In sintesi, le fotografie dei bambini devono essere considerate private e nessuno può sfruttarle, neppure i genitori. Questo è uno dei diritti più trascurati come dimostra il fatto che nel 2023 molti vocabolari hanno registrato tra i neologismi il termine “sharenting”, nato dall’unione della parola share (condividere) con parenting (genitorialità). Indica la pessima abitudine di postare le foto dei figli. Secondo uno studio pubblicato nel 2023 su Italian Journal Pediatrics, circa il 65,7% dei genitori intervistati condivide foto dei propri figli sui social e la quasi totalità (il 93%) non è a conoscenza delle norme che tutelano l’immagine dei minori, mentre la Società italiana di pediatria certifica che entro poche settimane dalla nascita il 33% dei bambini ha già informazioni o foto pubblicate online e qualuno arriva sul web ancora prima che al mondo: il 15% delle future mamme posta già l’ecografia. Sempre secondo la Sip, ogni bimbo può vantare 300 foto l’anno sui social. Già nel 1989, chi stilò i diritti dei bambini stabilì – sempre nel già citato articolo 16 – che nessuno può danneggiarne la reputazione. Eppure, il web è pieno di foto e filmati che immortalano i più piccoli in pose e situazioni spesso assurde. Ogni volta che si pubblica un’immagine online bisognerebbe pensare a che effetto farà rivederla a distanza di anni. Farà ancora tenerezza o causerà imbarazzo? Strapperà un sorriso o farà sgorgare lacrime? Potrebbe non piacere più: è il rischio dello sharenting, perché online niente si cancella, tutto rimane a disposizione di chiunque.
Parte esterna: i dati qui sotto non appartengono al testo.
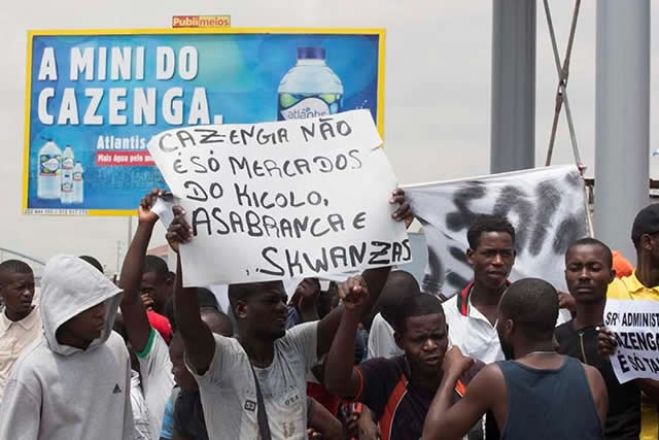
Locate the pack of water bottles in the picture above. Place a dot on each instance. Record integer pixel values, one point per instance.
(60, 177)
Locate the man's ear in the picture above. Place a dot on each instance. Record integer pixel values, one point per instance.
(469, 253)
(398, 338)
(240, 310)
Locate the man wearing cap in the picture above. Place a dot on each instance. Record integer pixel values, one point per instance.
(643, 284)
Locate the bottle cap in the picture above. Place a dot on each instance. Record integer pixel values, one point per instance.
(310, 53)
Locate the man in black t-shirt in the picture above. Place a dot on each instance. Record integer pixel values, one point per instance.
(588, 272)
(400, 390)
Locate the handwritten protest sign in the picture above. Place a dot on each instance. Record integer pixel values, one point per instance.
(636, 328)
(282, 199)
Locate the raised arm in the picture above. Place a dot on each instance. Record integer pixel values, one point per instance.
(599, 392)
(444, 421)
(132, 308)
(341, 378)
(375, 280)
(197, 338)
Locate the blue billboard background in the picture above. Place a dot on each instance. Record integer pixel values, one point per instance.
(240, 74)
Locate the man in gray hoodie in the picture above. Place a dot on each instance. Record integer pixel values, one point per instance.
(74, 383)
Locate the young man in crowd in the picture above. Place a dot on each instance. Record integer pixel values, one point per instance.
(151, 349)
(588, 272)
(642, 285)
(188, 417)
(471, 314)
(398, 390)
(157, 287)
(20, 323)
(75, 383)
(255, 385)
(399, 287)
(538, 395)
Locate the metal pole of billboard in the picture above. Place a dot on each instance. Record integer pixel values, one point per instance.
(130, 231)
(512, 141)
(622, 119)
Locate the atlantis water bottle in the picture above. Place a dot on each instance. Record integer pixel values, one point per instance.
(310, 88)
(68, 163)
(78, 184)
(49, 168)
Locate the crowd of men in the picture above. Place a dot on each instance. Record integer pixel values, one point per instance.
(373, 357)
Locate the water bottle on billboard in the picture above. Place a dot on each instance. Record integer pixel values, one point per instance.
(310, 88)
(49, 168)
(68, 163)
(78, 184)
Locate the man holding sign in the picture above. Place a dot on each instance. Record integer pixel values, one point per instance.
(588, 272)
(636, 293)
(258, 204)
(255, 385)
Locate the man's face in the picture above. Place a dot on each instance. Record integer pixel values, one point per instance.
(182, 376)
(492, 259)
(87, 325)
(158, 287)
(17, 290)
(266, 311)
(587, 273)
(424, 340)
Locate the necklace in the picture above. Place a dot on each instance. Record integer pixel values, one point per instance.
(537, 352)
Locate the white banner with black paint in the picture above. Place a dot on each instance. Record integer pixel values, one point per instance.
(635, 325)
(281, 200)
(546, 206)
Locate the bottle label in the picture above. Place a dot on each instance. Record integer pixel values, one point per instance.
(67, 181)
(67, 163)
(49, 165)
(297, 106)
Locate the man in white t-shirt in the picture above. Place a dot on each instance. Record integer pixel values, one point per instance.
(20, 323)
(226, 368)
(151, 350)
(471, 314)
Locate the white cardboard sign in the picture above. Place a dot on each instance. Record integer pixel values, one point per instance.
(284, 199)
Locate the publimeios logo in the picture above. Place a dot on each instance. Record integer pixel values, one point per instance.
(201, 21)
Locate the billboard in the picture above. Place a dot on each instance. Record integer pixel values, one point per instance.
(95, 98)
L’identità digitale - tutti i dati di una persona fisica che agisce nel web - ha effetti concreti e reali sul futuro delle persone.
Lo sharenting è da tempo oggetto di discussione e ci sono sul tavolo diverse proposte di legge per la tutela dei minori nella dimensione digitale mentre il Garante per la protezione dei dati personali è più volte intervenuto sul tema, ha una pagina dedicata allo sharenting, in cui mette in guardia sui rischi legati all’identità digitale dei minori e quest’anno ha avviato una campagna con lo slogan “La sua privacy vale molto più di un like”, per sensibilizzare i genitori sull’impatto potenzialmente duraturo della condivisione di immagini dei figli sui social.